I wrote every day throughout my twenties. For a while, I had a boyfriend who was a musician, and he practiced every day. He played scales; I wrote small fictional scenes. It was the same idea—to keep your hand in your craft, to stay close to it. On bad days, when I felt no inspiration at all, I would set the kitchen timer for thirty minutes and make myself sit there and scribble something, anything. I had read an interview with John Updike where he said that some of the best novels you’ve ever read were written in an hour a day; I figured I could always carve out at least thirty minutes somewhere to dedicate myself to my work, no matter what else was going on or how badly I believed the work was going.

Generally speaking, the work did go badly, too. I really didn’t know what I was doing. I felt sometimes like I was trying to carve scrimshaw while wearing oven mitts. Everything took forever. I had no chops, no game. It could take me a whole year just to finish one tiny short story. Most of the time, all I was doing was imitating my favorite authors, anyhow. I went through a Hemingway stage (who doesn’t?), but I also went through a pretty serious Annie Proulx stage and a rather embarrassing Cormac McCarthy stage.

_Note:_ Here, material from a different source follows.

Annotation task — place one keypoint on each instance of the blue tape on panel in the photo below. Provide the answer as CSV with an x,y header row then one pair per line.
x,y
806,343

But that’s what you have to do at the beginning; everybody imitates before they can innovate.

For a while, I tried to write like a Southern gothic novelist, because I found that to be a far more exotic voice than my own New England sensibility. I was not an especially convincing Southern writer, of course, but that’s only because I’d never lived a day in the South. (A friend of mine who actually was from the South said to me in exasperation, after reading one of my stories, “You’ve got all these old men sittin’ around the porch eatin’ peanuts, and you ain’t never sat around a porch eatin’ peanuts in your life! You got some nerve, girl!” Oh, well. We try.)

None of it was easy, but that wasn’t the point. I had never asked writing to be easy; I had only asked writing to be interesting. And it was always interesting to me. Even when I couldn’t do it right, it was still interesting to me. It still interests me. Nothing has ever interested me more. That profound sense of interest kept me working, even as I had no tangible successes.